There were three keynote presentations at ECIR 2021, carefully scheduled for the end of the day for the benefit of participants in North and South America and early risers in the Asia-Pacific region. I’m not going to try to summarise the talks in any depth but hopefully I will encourage you to sit down with your favourite video terminal and spend an hour or so in the company of three brilliant presenters and researchers.
The opening keynote came from Professor Ricardo Baeza-Yates, Northeastern University, who graciously stood in at the last moment when Francesca Rossi was unable to participate. The title of his presentation was Ethics in AI – A challenging task. The video of his presentation is on YouTube.
He explained at the outset that after many years looking at bias in search results he had now extended his interests into the ethics of AI. One of his many affiliations is with the Institute for Experiential AI at Northeastern University. He also made the interesting observation that bias is often regarded as a ‘bad thing’ whereas in reality it is neutral. We impose our own view on its potential negativity or positivity.
In the first section of the talk Ricardo Baeza-Yates commented relatively quickly on a range of current topics, including facial recognition, biometric-based predictions, unfair digital commerce and what he referred to as ‘stupid models’. These are models that cannot deal with ambiguous semantics or irrational behaviour or are too sensitive to changes in parameters. In the second section he discussed data provenance, completeness, usability, transparency and responsibility, also touching on cultural differences and privacy.
Not surprisingly the presentation gave rise to many questions and comments from the audience, all of which were handled with great care and insight.

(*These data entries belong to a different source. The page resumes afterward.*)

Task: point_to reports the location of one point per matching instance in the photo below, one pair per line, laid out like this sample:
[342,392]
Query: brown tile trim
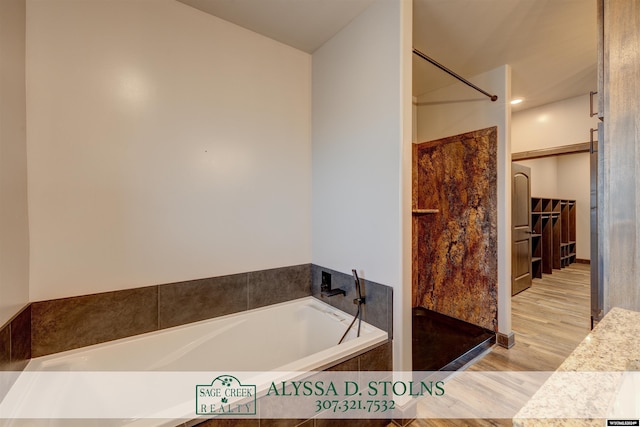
[186,302]
[15,347]
[15,341]
[67,323]
[21,339]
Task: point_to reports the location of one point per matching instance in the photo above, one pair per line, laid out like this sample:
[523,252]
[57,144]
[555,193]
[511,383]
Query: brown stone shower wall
[455,259]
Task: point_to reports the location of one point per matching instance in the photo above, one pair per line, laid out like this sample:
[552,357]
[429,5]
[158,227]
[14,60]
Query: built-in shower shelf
[425,211]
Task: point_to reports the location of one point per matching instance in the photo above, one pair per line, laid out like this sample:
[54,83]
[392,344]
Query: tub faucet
[360,302]
[325,287]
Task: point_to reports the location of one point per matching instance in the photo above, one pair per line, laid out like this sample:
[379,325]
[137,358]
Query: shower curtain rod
[457,76]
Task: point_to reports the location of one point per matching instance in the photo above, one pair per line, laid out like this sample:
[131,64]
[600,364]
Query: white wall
[553,125]
[557,124]
[545,177]
[458,109]
[164,144]
[361,118]
[14,227]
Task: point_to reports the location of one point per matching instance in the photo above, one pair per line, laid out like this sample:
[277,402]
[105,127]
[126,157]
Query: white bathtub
[295,336]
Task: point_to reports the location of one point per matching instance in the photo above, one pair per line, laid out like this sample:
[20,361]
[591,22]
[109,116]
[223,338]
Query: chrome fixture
[325,287]
[360,302]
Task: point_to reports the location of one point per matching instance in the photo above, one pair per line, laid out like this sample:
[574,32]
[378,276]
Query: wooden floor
[549,320]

The second keynote was given by Ahmed H. Awadallah, the winner of the Karen Spark Jones award and a Senior Principal Research Manager at Microsoft. The title of his presentation was “Learning with Limited Labeled Data: The Role of User Interactions”. The video of his presentation is on YouTube. The issue at the core of his presentation was that we still require massive amounts of hand-labelled training data even with pre-trained models. He also highlighted that training deep networks with noisy labels is challenging since they tend to fit and memorize the noise.
When it came to semantic parsing errors Ahmed showed that many of these are minor and can be corrected if humans have a way to continue interacting with the system. One of the threads of his research at Microsoft which he wove into the presentation was the development of more interactive natural language interfaces, and there is a very good presentation from his research team here [download] which is well worth reading if you want more detail.
The third keynote was presented by Ophir Frieder from the Department of Computer Sciences, Georgetown University, Washington DC. The title of his presentation was “Untraditional (Computer) Medicine” and as with the other keynotes can be found on YouTube. He focused on the use of the patient records in electronic health care to support the early (and hopefully more accurate) diagnosis of diseases and clinical conditions. The technology has been awarded a patent and has been taken up by Maxeler Technologies. There has of course been a great deal of interest in mining social media, in particular Twitter, to identify disease outbreaks, and indeed this was the theme of the Strix Award presentation in 2020 (ADD LINK). The goal is to develop a computer system that acts as an assistant, predicting the efficacy of a proposed prescription for a determined ailment for a specific patient. The predictive system must resist high noise and variance, support high accuracy and provide model interpretability. Black boxes have no role in medical care!
In the second half of his presentation Ophir discussed the role of machine learning in public health care, looking at word sets with a significant increase in prevalence over time. Inevitably this work has moved towards understanding the potential value in a pandemic like Covid-19. If you would like to read more about the underlying technology take a look at US Patent 10902955. Overall a very timely talk and one that emphasized the societal benefits of the technologies that are now being developed, trialed and brought into daily use.